Seminoetherian Modules over Non-Primitive HNP rings
Askar Tuganbaev
TL;DR
The paper addresses the problem of classifying seminoetherian right modules over non-primitive hereditary noetherian prime (HNP) rings. It develops a structural framework centered on the largest singular submodule $T$ of a module $M$, a finite-dimensional non-singular quotient $M/T$, and an essential submodule $X$ with $T subseteq X$, such that each primary component of $T$ and of $M/X$ splits into direct sums of cyclic uniserial modules with bounded total length. The main achievement is Theorem 1.1, which provides equivalent conditions for seminoetherianity and yields a detailed description of the componentwise behavior of singular parts, along with corollaries and explicit examples illustrating max modules and Bezout/distributive phenomena.
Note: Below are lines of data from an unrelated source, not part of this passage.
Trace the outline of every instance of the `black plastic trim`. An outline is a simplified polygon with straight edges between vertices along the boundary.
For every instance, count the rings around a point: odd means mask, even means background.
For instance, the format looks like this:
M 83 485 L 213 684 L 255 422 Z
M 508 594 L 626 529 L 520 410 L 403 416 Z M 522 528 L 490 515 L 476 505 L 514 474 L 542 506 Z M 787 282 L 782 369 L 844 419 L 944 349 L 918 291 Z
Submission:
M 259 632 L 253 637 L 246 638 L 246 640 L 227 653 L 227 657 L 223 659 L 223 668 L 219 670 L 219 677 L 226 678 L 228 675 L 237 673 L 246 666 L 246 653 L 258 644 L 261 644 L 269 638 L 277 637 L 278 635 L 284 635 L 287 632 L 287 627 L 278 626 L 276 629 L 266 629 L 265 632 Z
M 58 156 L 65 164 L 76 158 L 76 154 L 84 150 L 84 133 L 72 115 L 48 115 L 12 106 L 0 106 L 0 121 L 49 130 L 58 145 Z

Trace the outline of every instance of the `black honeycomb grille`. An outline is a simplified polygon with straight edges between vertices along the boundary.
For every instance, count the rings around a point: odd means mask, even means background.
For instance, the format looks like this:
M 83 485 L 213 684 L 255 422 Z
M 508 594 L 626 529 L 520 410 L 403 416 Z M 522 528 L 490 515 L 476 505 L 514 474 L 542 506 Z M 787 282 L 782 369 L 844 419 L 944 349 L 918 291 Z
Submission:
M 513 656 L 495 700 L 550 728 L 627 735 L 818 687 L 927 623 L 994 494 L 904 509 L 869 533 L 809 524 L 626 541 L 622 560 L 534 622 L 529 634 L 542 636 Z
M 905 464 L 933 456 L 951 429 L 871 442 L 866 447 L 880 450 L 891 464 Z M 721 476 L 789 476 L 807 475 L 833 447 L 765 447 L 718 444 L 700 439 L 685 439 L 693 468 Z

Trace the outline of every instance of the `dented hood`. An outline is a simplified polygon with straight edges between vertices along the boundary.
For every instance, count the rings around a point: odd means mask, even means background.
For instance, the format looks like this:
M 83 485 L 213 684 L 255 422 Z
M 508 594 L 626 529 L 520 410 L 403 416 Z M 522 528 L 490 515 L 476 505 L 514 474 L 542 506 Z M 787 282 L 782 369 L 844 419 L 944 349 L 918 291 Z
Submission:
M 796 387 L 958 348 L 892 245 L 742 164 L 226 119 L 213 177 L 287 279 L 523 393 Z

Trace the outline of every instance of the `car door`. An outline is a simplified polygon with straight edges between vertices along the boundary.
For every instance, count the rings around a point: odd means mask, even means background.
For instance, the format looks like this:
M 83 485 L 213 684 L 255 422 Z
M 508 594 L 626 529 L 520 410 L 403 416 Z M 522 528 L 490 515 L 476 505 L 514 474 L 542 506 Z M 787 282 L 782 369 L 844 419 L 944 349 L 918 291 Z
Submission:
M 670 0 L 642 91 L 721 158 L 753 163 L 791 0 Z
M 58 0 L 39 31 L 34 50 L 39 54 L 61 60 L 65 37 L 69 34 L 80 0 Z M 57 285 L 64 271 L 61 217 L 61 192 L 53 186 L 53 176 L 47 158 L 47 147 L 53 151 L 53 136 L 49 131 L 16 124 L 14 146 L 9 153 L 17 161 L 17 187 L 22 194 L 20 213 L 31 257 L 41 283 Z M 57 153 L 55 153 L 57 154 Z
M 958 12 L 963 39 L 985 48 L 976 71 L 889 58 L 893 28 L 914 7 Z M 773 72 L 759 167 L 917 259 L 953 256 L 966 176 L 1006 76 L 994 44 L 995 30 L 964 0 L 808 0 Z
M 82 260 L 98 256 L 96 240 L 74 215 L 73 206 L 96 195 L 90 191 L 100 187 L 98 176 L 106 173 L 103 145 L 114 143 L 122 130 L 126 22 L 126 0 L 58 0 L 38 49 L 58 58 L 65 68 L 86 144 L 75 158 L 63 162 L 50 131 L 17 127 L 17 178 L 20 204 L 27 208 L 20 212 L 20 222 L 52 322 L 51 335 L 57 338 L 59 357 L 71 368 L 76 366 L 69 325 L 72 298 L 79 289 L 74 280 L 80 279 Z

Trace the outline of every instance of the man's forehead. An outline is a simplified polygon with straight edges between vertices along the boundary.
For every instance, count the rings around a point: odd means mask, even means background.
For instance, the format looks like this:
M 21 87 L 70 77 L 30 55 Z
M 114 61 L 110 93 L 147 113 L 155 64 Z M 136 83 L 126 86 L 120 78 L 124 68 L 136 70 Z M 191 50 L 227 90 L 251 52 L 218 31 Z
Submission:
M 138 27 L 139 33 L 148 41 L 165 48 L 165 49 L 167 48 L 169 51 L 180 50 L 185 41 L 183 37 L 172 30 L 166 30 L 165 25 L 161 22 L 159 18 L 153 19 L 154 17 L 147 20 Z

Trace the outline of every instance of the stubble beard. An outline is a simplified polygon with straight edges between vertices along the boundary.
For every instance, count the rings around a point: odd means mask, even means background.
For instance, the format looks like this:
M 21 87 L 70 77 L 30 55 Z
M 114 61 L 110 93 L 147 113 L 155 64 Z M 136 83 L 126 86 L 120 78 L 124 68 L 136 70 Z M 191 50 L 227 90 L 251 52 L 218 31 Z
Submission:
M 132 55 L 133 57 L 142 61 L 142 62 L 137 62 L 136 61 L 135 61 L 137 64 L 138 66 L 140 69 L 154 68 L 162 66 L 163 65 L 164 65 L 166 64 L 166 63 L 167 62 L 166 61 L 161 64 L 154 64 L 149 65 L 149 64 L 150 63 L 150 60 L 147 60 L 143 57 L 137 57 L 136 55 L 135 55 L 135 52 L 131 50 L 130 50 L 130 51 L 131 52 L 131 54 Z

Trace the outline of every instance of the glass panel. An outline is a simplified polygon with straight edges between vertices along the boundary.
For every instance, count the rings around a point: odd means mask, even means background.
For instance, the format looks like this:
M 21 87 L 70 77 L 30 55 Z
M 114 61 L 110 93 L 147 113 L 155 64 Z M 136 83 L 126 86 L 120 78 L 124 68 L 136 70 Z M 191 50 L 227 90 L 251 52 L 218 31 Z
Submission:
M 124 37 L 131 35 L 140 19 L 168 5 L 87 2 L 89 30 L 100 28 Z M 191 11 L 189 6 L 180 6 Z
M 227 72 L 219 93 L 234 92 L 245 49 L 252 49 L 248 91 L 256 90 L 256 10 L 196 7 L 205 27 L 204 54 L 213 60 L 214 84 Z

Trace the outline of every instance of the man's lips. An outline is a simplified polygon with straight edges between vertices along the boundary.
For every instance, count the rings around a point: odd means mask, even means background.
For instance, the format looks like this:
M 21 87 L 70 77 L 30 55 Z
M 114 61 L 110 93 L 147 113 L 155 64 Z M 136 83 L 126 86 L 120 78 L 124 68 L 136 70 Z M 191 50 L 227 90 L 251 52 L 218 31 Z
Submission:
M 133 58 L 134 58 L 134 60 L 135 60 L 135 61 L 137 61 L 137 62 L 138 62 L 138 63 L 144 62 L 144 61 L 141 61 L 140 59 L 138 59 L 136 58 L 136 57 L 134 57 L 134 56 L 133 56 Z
The results extend parallels with torsion theories in abelian groups and provide a concrete decomposition framework for seminoetherian modules over HNP rings, including implications for injective hulls and primary decomposition. Together, these findings give a comprehensive, constructive picture of when and how seminoetherian modules over non-primitive HNP rings decompose into well-understood cyclic uniserial building blocks, with practical guidance for identifying and constructing such modules.
Abstract
We study the structure of seminoetherian modules. Seminoetherian modules over non-primitive hereditary noetherian prime rings are completely described.